The best way to help people after being treated for overdose is to get them to the hospital so they can be monitored and talk with a provider about medication for their substance use disorder, Levy said.
But Spencer underscored that people with substance use disorder often avoid health care because of stigma and mistreatment by providers.
So the best practice, she said, is for people with the disorder to be offered medication anytime they interact with the health care system and that includes in ambulances, because not everyone consents to a hospital visit.
There are several hurdles to create a program where Alaska EMTs administer buprenorphine, both bureaucratic and practical, according to Levy. It would require changes to the scope of practice for some EMTs, in addition to more training and paperwork, he said. While the medication can help prevent overdoses in the short term, Levy said, giving it just once isn’t enough to ensure long-term recovery.
“That can be very beneficial because of limiting the chance of them overdosing again within the next period of time while the drug's still effective,” he said. “But then trying to find that connection to long-term care is another hurdle or opportunity that exists.”
If emergency treatment could somehow become a gateway to longer-term recovery treatment, Levy said, it would serve both patients and EMTs, who see overdoses regularly and face burnout from the stress of reviving people over and over.

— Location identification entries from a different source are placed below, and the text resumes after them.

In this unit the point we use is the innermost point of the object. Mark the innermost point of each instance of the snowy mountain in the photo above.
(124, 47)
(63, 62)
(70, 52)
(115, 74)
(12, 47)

But Dr. Quigley Peterson, a multi-region medical director and co-chair on the committee that makes recommendations for emergency service standards statewide, said he doesn’t think a program expanding use of buprenorphine to EMTs in the field would be difficult to implement. He also said offering buprenorphine is valuable even if patients aren’t connected to further recovery options because patients' chance of dying of overdose in the next few days is so high.
“What other intervention can you do in medicine where you can have that much of a chance of saving a life?” Peterson said.
Data also show that even when people are given short-acting buprenorphine after an overdose, they’re still more likely to get further treatment. Peterson said it’s not a magic bullet, but it can be a bridge.
A path forward
A few years ago, some providers in Juneau started offering buprenorphine to patients in the emergency room who were withdrawing from opioids, Peterson said. At first, he said, there was pushback: Some nurses said the program would enable drug use.
But some researchers say that’s emblematic of bias and stigma found throughout the health care system, one of the consistent hurdles all states face when responding to the opioid overdose crisis.
Peterson said the first patient he treated agreed 15 minutes later to see a caseworker to discuss next steps in recovery. That early success helped soften the criticism, he said.
Juneau plans to expand the buprenorphine program so paramedics, eligible EMTs and those working on their mobile integrated health team can offer the medication, Peterson said. The program is modeled after several U.S. cities and states that allow EMTs to administer buprenorphine, with good results.
Peterson also said the committee that advises on emergency services in Alaska is considering a proposal to recommend expanding the ability to dispense buprenorphine to more EMTs, a small step in a long process.
Until the state makes changes, many Alaskans still won’t be offered treatment when they’re most vulnerable to dying from an overdose.
When D was released from jail earlier this year, he said he wasn’t given medication or guidance for treatment. That put him in one of the highest-risk groups for dying from an overdose.
But he said he didn’t seek out street opioids. Instead, he said, he called Hubbard, his caseworker, and re-started his medication: 30-day buprenorphine injections called Sublocade. That was about two months ago, and he said he plans to continue them.
“All in all, Sublocade's been a good thing for me. It saved my relationship,” D said, adding quietly, “I'm still alive.”